Hence by $$POP$$, $$\Bbb P(H, (ABC))=HH'\cdot HP=QH\cdot H{H'}_1$$.

But $$HM=\frac {1}{2} HH'$$ and $$HN=\frac {1}{2}H{H'}_1= HN \implies HM\cdot HP=QH\cdot HN$$.

Hence by converse of $$POP$$ , we have $$MNPQ$$ cyclic .

Claim: $$AMON$$ is cyclic with diametre $$AO$$ .

Proof of the Claim: Just note that $$AM \perp OM$$ and $$AN \perp ON$$ .

Main Proof : Now, using the fact that pairwise radical axis of 3 circles concur,

we get that for circles $$(MNPQ),(ABC),(AMON)$$ ; the pairwise radical axis concur at $$PQ\cap MN=R$$.

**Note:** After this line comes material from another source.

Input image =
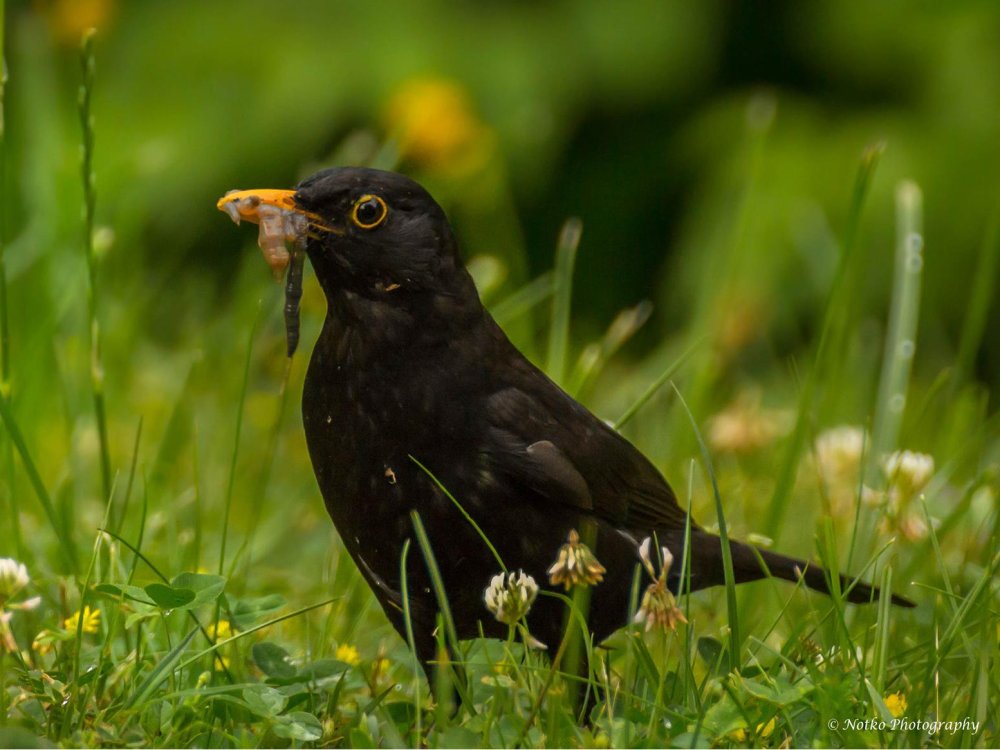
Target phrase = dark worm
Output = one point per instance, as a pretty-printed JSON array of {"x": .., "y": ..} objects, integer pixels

But note that the radical axis of $$(ABC)$$ and $$(AMON)$$ is nothing but the line tangent to $$(AMON)$$ at $$A$$.

Since $$AO$$ is the diameter of $$(AMON)$$, hence $$OA\perp RA$$

• There appears to be some dispute about the source of the problem - would either the OP or the editor link to the source so we can resolve this? – KReiser Aug 1 '20 at 5:47
• The current source is correct . artofproblemsolving.com/community/c4183_2011_usa_tstst – Raheel Aug 1 '20 at 5:52
• I think the point of the question as seen in the title is to have someone verify the rigor of his proposed proof. – Ojasw Upadhyay Aug 1 '20 at 7:25
• @OjaswUpadhyay well, the OP can be a girl too. – Raheel Aug 1 '20 at 11:50
• @Raheel You've linked a 2011 test but claim the title which references 2018 is correct. Can you clarify your comment? – KReiser Aug 2 '20 at 1:54

I think some of the structure could be improved, in that many of your claims are so small that the proof would read more easily if it were written linearly (i.e. as a sequence of statements that you show to be true, instead of a sequence of claims that you state and then prove separately). Also, your names of $$H_1$$ and $$H_1'$$ aren't especially great -- I would suggest using $$C'$$ and $$B'$$ (to indicate that they are antipodes), or maybe $$H_C$$ and $$H_B$$.